In 2011, the EPA deferred the application of the PSD and Title V permitting requirements to carbon dioxide emissions from bioenergy and other biogenic stationary sources in order to conduct a detailed examination of the science associated with biogenic CO2 emissions.  The rule went into effect Jan. 2, 2011, with the deferment being finalized the following July.

On the vacating of the deferment, Bob Cleaves, president of the Biomass Power Association, said it didn’t come as a big surprise, based off of content of the preliminary hearing in April. “There was some chance the court was going to vacate the rule, just based on the line of questions the court had for the lawyers participating,” he said. “It’s a pretty narrow decision. In my view, it’s more procedural than of substance. The EPA just has to get this rule finalized sooner, rather than later.”

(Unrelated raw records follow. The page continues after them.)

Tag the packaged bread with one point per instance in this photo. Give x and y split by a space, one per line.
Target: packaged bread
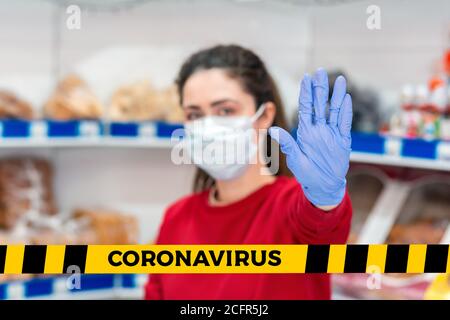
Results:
420 231
110 227
140 101
26 188
12 107
136 102
73 100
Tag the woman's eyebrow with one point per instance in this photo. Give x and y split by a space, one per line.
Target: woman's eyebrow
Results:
192 106
218 102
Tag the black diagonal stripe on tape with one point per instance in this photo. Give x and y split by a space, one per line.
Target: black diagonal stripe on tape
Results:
436 258
356 258
317 258
34 259
75 259
2 258
396 258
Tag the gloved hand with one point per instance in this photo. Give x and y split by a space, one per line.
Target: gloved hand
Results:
319 159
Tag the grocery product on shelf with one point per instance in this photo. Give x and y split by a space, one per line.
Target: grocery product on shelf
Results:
71 100
25 189
410 114
140 101
424 111
423 230
109 227
425 216
13 107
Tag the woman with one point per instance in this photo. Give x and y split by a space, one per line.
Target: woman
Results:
226 88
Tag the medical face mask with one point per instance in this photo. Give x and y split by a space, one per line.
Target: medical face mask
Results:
222 146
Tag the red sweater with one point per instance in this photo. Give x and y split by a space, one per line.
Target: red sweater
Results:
277 213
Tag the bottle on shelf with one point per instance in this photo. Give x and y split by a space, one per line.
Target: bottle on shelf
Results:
432 104
410 116
445 122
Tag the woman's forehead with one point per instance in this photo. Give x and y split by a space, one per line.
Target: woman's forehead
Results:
212 85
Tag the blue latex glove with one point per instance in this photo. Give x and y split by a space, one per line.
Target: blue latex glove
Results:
319 159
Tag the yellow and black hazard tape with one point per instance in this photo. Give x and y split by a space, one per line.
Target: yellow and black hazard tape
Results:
58 259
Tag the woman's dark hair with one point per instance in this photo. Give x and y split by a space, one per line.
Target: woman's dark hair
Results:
245 66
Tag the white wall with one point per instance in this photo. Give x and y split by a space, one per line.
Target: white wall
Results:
292 39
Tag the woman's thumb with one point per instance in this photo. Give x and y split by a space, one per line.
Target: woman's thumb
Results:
284 139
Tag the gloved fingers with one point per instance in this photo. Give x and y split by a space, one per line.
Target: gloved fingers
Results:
337 98
287 143
305 101
345 118
320 94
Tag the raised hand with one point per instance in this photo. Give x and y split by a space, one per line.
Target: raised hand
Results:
319 159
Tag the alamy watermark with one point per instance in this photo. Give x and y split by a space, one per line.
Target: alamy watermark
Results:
373 21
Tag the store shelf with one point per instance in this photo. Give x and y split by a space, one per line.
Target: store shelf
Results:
107 286
403 152
390 160
99 142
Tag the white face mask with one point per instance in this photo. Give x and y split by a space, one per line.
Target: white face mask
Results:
222 146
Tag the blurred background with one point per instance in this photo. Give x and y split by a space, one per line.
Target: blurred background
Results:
87 107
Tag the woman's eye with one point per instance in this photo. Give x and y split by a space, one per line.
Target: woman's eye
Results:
193 116
226 112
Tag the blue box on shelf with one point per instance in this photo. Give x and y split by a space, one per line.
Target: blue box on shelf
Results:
165 129
15 128
368 142
419 148
38 287
61 129
95 282
128 281
124 129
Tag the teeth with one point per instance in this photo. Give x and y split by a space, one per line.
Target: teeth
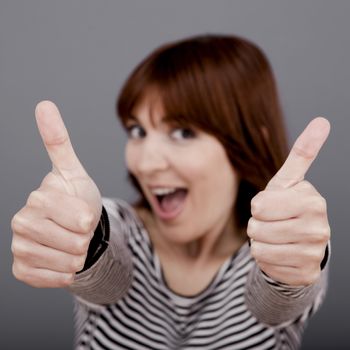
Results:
163 191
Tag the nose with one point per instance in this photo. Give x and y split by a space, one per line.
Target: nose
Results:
152 156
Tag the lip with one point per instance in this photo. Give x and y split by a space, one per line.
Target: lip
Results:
158 210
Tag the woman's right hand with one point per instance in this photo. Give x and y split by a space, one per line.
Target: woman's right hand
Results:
52 232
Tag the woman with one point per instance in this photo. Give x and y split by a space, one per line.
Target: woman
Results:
205 150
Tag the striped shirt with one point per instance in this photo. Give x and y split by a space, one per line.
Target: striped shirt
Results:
123 301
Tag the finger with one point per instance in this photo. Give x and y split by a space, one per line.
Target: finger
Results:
292 276
47 233
38 256
62 209
302 154
297 230
292 255
41 278
56 140
285 204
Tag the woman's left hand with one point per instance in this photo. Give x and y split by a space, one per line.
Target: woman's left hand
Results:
289 228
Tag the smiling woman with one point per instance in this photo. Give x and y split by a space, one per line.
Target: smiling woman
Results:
227 246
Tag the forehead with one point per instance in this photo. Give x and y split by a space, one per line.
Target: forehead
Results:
151 110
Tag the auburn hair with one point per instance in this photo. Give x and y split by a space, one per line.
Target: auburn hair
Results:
222 85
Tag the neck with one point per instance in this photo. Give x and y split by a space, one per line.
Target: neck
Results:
217 243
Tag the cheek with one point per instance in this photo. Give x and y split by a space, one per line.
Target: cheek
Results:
131 158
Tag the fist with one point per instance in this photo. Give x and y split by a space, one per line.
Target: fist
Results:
289 228
52 232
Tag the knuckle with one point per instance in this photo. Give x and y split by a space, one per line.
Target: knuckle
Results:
20 272
309 277
86 221
36 199
66 280
251 228
254 250
324 233
18 249
77 263
319 205
256 204
81 245
18 223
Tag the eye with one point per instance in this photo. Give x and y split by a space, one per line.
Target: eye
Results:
135 131
182 133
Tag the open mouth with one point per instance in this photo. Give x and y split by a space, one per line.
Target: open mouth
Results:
169 201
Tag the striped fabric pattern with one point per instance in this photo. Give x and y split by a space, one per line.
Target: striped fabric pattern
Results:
151 316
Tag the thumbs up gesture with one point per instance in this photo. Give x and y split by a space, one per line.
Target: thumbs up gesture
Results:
52 232
289 228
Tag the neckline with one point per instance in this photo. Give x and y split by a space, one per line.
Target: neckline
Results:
211 285
160 274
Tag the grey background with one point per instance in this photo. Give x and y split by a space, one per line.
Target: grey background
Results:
78 53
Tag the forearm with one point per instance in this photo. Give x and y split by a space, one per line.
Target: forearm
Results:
109 278
277 304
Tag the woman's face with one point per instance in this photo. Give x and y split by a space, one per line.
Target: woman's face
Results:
184 173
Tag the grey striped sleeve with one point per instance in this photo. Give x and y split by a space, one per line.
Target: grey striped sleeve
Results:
278 304
110 277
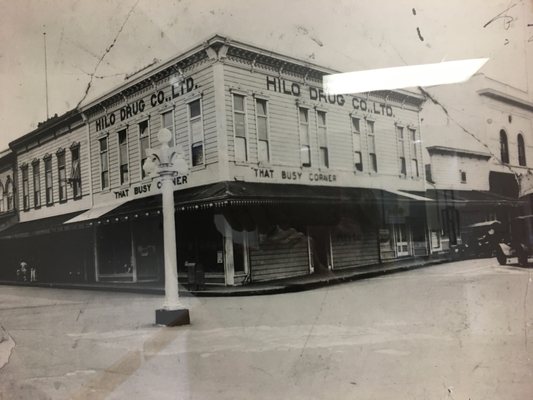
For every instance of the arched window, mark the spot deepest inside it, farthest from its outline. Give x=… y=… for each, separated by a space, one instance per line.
x=521 y=150
x=504 y=147
x=2 y=208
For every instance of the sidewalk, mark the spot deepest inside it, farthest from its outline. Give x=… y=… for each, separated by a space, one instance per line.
x=295 y=284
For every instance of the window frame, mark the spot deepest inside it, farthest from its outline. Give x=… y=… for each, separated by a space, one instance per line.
x=190 y=120
x=504 y=147
x=36 y=172
x=371 y=137
x=104 y=172
x=143 y=136
x=243 y=113
x=173 y=130
x=62 y=175
x=400 y=148
x=521 y=147
x=124 y=177
x=49 y=179
x=267 y=127
x=77 y=192
x=307 y=143
x=323 y=159
x=357 y=143
x=25 y=187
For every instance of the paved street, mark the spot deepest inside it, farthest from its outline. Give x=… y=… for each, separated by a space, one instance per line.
x=462 y=330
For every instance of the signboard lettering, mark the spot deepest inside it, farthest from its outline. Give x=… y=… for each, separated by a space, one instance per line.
x=138 y=106
x=279 y=85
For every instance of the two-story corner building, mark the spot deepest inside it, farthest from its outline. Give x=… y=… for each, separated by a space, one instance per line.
x=284 y=180
x=479 y=150
x=50 y=162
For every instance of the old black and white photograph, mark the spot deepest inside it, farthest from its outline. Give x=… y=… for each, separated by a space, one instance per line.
x=300 y=199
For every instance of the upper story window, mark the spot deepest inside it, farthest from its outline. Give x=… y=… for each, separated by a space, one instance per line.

Cleaves said that a draft rule on biogenic emissions is expected within a couple of months, and then the real question is how long the agency will give the public to comment on it and how long it will take to finalize. “There’s a hard July 14 deadline on the deferral rule, but now that’s been put into considerable doubt, because of the court decision. That could change everything, so everyone’s just waiting on EPA for some guidance on how to move forward.”

The decision may stand, but there’s also a chance groups may seek a rehearing, he added. While it may be a waiting game in terms of the deferral rule, Cleaves said the court’s decision doesn’t change much. “The EPA has to complete the rule, and the decision last week doesn’t speak to the merits of the deferral at all, it just addresses whether or not EPA had the statutory authority to do what they did.”

Dave Tenny, president of the National Alliance of Forest Owners—which spearheaded the push to get EPA to grant biogenic emissions a deferral—said the EPA did the right thing by deferring the regulations while it reconsiders whether forest bioenergy should be regulated the same as fossil fuel energy.  “Forest Owners also did the right thing by defending EPA’s action in court. Now the priority is for EPA to complete its amendments to the Tailoring Rule to fully recognize the carbon benefits of forest bioenergy and to do it promptly. The urgency of the situation has now increased significantly.”

According to NAFO, U.S. forests offset about 14 percent of total annual U.S. carbon emissions, “a benefit to the public that is widely viewed as a key contribution to mitigating climate change.” The group says the the Tailoring Rule amendments will heavily influence the extent to which private forest owners, who own and manage nearly 60 percent of the forests in our country, continue providing that benefit.